The Bedford Boys: One American Town’s Ultimate D-Day Sacrifice by Alex Kershaw

 

VFW Post 8870 Book Review, The Bedford BoysThis exhaustively researched book presents readers with a different perspective of the D-Day landing on Normandy. It is a group biography that chronicles life in a small Virginia town prior to, during, and in the aftermath of WW II. At the outset of WW II, Bedford, which was a small town located in the Blue Ridge Mountains of rural Virginia, had a population of nearly 3000 people. Drawing on the information he obtained through interviews with survivors, family members, newspaper articles, letters, and personal diaries, Kershaw tells the story of the sacrifices made by so many of the town’s “sons” and how the impact of those deaths forever changed the lives of family and friends who were left behind in the close-knit rural Virginia community.

In the late 1930’s and early 1940’s, times were hard for those living in rural Virginia. For many of the young men in Bedford, the lure of earning money for their families by volunteering for the National Guard was appealing. When the National Guard was called to active duty at the outset of WW II, 103 Bedford residents went off to serve their country. Thirty four of these young men were still with the Company A, 116th Infantry Battalion, 29th Infantry Division on D-Day. The Company was assigned to the first wave. In compelling detail, Kershaw describes how, within minutes of landing on Omaha Beach, 19 of the Bedford Boys were killed. Subsequent to the invasion, three more boys from Bedford were killed in the Normandy Campaign. The book depicts how these ordinary young men were able to perform extraordinary acts of bravery and self-sacrifice.

One of the most poignant portions of the book is the simultaneous arrival of nine telegrams soon after DDay. Kershaw provides gripping detail regarding the effect of the tragic news on the Bedford community.

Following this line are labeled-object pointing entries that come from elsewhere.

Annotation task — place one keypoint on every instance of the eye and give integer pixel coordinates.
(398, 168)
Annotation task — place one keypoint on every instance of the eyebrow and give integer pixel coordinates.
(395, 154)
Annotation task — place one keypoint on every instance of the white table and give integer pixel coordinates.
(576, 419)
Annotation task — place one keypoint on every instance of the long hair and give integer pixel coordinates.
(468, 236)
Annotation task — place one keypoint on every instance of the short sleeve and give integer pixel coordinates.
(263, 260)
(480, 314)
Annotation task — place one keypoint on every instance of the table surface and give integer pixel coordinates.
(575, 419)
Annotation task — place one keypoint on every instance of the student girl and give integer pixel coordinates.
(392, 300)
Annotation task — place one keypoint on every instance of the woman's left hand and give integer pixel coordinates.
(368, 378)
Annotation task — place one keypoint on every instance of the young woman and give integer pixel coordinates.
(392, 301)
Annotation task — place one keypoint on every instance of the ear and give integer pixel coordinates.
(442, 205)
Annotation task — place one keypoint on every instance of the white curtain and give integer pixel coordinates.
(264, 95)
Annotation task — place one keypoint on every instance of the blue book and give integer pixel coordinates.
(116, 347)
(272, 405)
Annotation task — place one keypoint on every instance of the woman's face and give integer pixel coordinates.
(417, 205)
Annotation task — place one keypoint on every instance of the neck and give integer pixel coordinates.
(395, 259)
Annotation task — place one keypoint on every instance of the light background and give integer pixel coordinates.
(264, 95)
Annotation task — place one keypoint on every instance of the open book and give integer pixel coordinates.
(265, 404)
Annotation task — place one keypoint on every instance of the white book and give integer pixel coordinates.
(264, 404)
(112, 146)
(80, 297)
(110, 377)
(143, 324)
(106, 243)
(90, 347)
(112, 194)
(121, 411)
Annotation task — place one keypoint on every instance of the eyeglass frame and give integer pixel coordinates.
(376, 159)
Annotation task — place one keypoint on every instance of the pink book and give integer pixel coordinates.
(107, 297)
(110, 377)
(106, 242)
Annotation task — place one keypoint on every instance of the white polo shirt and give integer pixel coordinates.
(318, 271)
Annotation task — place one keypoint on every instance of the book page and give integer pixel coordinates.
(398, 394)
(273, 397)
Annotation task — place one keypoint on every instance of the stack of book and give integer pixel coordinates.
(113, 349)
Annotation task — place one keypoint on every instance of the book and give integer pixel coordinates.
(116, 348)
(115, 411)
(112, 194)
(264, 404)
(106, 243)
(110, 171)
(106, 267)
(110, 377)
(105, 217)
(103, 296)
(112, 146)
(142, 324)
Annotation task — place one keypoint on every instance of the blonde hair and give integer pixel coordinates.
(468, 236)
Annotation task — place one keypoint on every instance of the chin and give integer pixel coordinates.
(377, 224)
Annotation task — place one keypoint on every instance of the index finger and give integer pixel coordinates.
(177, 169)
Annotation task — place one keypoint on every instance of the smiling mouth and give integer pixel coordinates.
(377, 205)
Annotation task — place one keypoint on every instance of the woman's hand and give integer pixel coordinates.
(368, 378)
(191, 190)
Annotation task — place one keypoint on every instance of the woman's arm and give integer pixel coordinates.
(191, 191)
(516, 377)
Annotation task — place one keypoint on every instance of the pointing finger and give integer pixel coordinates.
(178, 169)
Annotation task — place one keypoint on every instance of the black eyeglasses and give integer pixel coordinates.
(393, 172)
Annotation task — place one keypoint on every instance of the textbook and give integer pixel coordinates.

Sixty years after the Bedford Boys stormed the beaches at Normandy, the last surviving “boy”, Ray Nance, passed away. He had lived his entire life with survivor’s guilt. Bedford still grieves. In fitting tribute to the Bedford Boys, their hometown was chosen as the location of the site for the National Guard’s National Monument. For anyone with an interest in the history of WW II, this is a must read.